이제 PRML chapter 2에서 봤었던 공식을 이용하면 marginal distribution을 구할 수 있다.

$$P(T) = N(0, (\beta I)^{-1} + K)$$

이제 우리가 관찰한 N개의 data를 통해 $P(T)$를 알게 되었다. 그렇다면 이제 prediction해보자. $t_{N+1}$을 알아내야 한다.

$$P(t_{N+1}|T_N)$$

이를 구하기 위해 N+1의 joint를 구하고 conditional disribution을 만들면 된다.

Sampling of $P(T)$

Sampling T of 101 dimension when points
- $x_n = [-1,-0.98,…,1]$ : 101개의 data point
mean $0$ : 101 dim zero vector
cov $(\beta I_N)^{-1} + K$ : 101 * 101 dim cov

$$P(T) = N(0, (\beta I_N)^{-1} + K)$$

kernel의 parameter와 $\beta$값에 따라서 sampling data들이 이루는 모습이 달라진다.

Mean and Covariance of $P(t_{N+1} | T_N)$

$$P(t_{N+1}|T_N) = P(T_{N+1}) / P(T_N)$$

$$P(T_{N+1}) = N(0, cov_{N+1})$$

mean은 1차원이 늘어난 zero vector이고 cov는 행과 열이 하나씩 들어간 형태일 것이다. 이는 kernel function과 $\beta$를 통해 어렵지 않게 구할 수 있다.

$$cov_{N+1} = \begin{pmatrix} cov_N & k \\ k^T & K_{(N+1)(N+1)}+\beta^{-1} \end{pmatrix}$$

이제 joint distribution을 구했으니 conditional distribution을 구할 수 있다. (공식 PRML chap2에 나온다)

$$P(t_{N+1}|T_N) = N(0+k^T cov_N^{-1}(T_N-0),K_{(N+1)(N+1)}+\beta^{-1} -k^Tcov_N^{-1} k )$$

이는 결국 regression을 한 것이다. predictive distribution을 구한 것이다.

평균과 분산 모두 new data $x_{N+1}$에 depend하다.
분산에서 inverse가 computationally 오래걸려서 approximation하는 방법들이 있다고 한다.

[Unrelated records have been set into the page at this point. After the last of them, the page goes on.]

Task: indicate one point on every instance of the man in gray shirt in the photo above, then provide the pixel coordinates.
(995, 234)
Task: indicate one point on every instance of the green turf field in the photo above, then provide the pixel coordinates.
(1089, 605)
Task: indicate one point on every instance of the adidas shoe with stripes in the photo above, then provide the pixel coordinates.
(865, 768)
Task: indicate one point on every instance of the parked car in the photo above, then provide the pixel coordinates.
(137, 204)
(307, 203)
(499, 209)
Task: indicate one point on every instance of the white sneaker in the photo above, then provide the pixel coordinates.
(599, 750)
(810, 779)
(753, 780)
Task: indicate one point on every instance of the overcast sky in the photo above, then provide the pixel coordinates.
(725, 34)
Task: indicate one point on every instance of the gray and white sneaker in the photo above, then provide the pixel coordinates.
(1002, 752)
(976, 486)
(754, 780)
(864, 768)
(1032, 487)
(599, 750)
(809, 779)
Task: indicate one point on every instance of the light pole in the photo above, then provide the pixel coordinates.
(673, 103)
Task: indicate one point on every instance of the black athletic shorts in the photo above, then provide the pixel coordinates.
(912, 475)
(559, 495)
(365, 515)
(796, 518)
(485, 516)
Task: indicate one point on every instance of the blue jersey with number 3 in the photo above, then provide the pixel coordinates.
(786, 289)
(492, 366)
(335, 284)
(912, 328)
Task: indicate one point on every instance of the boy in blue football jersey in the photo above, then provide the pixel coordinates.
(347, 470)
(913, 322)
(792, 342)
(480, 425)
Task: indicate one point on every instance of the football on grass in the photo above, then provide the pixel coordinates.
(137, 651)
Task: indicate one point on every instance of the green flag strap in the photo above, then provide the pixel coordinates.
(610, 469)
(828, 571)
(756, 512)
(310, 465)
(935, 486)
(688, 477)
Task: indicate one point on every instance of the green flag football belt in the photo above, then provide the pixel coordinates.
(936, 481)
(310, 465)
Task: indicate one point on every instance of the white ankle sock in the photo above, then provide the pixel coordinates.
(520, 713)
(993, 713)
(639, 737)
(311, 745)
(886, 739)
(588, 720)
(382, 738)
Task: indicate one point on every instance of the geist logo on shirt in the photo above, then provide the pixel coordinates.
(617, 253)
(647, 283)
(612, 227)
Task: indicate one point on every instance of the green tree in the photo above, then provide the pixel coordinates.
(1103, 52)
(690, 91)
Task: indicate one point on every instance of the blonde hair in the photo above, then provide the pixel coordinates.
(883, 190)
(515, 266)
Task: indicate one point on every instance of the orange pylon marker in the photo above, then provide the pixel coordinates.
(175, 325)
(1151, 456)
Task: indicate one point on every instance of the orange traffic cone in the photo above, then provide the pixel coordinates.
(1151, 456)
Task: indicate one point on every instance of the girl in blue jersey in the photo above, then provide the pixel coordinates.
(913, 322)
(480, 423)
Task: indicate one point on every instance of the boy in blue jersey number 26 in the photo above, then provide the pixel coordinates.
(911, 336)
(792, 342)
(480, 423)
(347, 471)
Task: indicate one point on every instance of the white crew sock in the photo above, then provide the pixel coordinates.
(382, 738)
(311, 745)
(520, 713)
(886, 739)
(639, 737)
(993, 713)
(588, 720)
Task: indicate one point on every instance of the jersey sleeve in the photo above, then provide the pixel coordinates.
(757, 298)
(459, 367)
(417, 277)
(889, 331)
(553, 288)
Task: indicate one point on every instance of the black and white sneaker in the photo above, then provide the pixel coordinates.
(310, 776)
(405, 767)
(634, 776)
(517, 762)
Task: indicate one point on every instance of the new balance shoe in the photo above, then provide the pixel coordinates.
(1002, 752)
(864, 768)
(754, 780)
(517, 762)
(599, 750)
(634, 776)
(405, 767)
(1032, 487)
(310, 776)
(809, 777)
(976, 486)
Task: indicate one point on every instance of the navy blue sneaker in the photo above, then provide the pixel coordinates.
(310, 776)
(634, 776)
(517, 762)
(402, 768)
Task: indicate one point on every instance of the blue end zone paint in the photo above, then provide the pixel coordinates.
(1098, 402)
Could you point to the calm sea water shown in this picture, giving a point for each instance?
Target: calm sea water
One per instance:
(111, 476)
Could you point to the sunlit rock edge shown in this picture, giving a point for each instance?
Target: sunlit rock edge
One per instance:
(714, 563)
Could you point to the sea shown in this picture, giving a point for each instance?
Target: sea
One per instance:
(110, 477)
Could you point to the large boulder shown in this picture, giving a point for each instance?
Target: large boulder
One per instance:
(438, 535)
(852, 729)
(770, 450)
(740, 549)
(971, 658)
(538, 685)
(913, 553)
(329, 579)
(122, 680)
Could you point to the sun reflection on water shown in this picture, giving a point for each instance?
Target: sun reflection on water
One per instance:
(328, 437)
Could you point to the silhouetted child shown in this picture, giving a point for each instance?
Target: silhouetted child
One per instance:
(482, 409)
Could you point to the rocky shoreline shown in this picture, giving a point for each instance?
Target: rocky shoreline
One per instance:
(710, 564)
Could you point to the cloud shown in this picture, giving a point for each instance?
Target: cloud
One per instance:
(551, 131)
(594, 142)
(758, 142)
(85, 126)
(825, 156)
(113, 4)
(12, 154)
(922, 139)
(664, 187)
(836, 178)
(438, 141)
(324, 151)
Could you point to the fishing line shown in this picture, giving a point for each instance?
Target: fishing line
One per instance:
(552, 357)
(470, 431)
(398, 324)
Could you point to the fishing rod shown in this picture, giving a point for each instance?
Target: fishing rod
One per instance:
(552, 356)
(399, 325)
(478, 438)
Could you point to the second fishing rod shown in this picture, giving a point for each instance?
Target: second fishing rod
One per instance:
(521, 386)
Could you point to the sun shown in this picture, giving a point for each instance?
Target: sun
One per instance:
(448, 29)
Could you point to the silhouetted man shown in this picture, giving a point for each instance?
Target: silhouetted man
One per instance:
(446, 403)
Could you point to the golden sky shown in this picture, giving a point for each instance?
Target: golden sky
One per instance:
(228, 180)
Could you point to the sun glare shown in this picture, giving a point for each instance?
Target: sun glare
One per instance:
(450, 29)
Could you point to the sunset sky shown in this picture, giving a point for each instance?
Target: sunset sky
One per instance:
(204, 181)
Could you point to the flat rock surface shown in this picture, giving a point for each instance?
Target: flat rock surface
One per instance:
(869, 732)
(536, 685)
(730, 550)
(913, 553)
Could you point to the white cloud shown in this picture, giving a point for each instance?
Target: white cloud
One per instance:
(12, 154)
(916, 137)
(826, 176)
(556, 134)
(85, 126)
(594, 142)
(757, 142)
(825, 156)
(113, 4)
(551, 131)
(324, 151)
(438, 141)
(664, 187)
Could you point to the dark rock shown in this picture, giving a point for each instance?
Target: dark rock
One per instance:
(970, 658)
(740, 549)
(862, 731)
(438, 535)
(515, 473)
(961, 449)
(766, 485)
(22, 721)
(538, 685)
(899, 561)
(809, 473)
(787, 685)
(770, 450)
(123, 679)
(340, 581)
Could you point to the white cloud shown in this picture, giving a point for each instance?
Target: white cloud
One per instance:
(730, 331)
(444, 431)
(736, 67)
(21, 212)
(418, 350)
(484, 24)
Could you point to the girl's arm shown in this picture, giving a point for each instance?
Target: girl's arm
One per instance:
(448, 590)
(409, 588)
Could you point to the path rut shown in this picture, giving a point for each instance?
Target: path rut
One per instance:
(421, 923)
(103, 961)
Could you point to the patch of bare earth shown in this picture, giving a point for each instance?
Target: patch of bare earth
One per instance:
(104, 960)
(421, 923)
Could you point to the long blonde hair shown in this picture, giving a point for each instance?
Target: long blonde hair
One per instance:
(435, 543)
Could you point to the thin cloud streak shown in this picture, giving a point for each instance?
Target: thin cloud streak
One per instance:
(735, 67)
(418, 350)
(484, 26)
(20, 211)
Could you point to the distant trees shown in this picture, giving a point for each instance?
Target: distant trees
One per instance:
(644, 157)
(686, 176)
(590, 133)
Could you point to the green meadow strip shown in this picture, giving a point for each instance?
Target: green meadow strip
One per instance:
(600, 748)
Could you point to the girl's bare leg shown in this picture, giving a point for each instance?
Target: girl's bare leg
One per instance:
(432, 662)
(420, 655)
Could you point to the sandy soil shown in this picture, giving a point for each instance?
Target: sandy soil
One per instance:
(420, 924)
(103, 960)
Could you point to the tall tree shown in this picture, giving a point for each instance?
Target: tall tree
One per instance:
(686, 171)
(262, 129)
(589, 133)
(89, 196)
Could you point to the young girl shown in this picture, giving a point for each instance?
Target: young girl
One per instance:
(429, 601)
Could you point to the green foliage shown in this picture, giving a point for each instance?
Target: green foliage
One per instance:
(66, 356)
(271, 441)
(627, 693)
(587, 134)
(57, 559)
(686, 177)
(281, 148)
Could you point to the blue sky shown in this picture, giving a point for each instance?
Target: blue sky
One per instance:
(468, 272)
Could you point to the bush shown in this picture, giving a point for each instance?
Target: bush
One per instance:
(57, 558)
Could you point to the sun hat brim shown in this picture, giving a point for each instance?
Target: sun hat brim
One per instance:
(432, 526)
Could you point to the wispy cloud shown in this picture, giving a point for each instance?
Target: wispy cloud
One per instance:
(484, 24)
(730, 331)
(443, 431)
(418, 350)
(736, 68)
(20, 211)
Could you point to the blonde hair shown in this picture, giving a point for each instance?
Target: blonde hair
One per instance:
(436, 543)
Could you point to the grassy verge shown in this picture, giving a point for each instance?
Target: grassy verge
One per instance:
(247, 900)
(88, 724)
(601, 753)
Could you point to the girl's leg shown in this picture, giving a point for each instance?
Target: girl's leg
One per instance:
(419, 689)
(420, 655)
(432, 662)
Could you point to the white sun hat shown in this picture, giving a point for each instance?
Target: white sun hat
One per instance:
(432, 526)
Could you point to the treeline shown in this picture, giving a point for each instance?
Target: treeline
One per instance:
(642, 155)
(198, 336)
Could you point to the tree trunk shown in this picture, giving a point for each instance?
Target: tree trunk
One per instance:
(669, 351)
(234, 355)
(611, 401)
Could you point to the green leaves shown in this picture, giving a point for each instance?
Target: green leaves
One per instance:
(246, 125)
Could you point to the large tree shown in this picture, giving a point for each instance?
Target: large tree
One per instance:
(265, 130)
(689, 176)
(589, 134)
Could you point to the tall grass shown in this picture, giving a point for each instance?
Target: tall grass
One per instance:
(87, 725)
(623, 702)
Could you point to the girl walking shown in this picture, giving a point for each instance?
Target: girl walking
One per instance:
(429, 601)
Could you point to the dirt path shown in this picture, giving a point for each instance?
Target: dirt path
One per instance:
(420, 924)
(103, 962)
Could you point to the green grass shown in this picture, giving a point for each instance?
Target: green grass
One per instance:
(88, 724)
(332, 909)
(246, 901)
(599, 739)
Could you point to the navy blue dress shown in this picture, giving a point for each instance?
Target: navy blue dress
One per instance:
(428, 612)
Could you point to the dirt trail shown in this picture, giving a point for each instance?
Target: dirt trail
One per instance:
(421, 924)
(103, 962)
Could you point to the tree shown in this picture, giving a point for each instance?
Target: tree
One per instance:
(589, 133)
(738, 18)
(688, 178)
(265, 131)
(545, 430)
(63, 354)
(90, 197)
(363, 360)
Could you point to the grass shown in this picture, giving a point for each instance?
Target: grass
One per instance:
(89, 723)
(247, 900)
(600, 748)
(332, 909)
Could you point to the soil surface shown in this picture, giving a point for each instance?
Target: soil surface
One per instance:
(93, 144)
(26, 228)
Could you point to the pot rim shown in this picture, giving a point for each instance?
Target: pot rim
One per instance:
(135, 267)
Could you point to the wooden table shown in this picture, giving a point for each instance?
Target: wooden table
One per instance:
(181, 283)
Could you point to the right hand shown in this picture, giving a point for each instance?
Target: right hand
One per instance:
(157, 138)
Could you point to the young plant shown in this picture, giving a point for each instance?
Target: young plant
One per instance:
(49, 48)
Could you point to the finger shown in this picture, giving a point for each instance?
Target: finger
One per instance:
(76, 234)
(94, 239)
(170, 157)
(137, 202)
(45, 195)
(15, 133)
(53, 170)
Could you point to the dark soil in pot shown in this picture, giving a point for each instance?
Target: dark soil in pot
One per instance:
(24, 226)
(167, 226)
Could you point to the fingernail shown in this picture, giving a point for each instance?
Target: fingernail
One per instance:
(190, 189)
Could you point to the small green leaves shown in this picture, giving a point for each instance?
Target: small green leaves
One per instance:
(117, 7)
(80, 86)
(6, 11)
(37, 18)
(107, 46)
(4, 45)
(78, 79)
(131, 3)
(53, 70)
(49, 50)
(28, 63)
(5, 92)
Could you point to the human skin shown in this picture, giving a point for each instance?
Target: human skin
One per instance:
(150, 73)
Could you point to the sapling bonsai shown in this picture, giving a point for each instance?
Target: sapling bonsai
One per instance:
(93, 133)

$$\mu_{t_{N+1}} = k^T cov_N^{-1} T_N \ \sigma^2_{t_{N+1}} = K_{(N+1)(N+1)}+\beta^{-1} -k^Tcov_N^{-1} k$$

우리가 알고 있는 일반적인 regression과는 조금 다른 형태이다. 각 feature들의 weight들이 어디있는지 궁금할 수 있는데 kernel function안의 parameter로 들어갔다.

Hyperparameter of Gaussian Process Regression

위에서 linear regression에서 parameter optimization을 하는 방법을 알아보자. 아래의 kernel hyperparameter를 추정해야 하는 것이다.

$$ K_{nm} = k(x_n, x_m) = \theta_0 \exp(-\frac{\theta_1}{2}||x_n - x_m||^2) + \theta_2 + \theta_3 x_n^T x_m$$

$$P(T;\theta) = N(0, (\beta I_N)^{-1} + K)$$

$\theta$를 추정하기 위해 likelihood를 최대한 높이는 방법을 택한다. $\theta$에 대해 미분하여 구하면 된다.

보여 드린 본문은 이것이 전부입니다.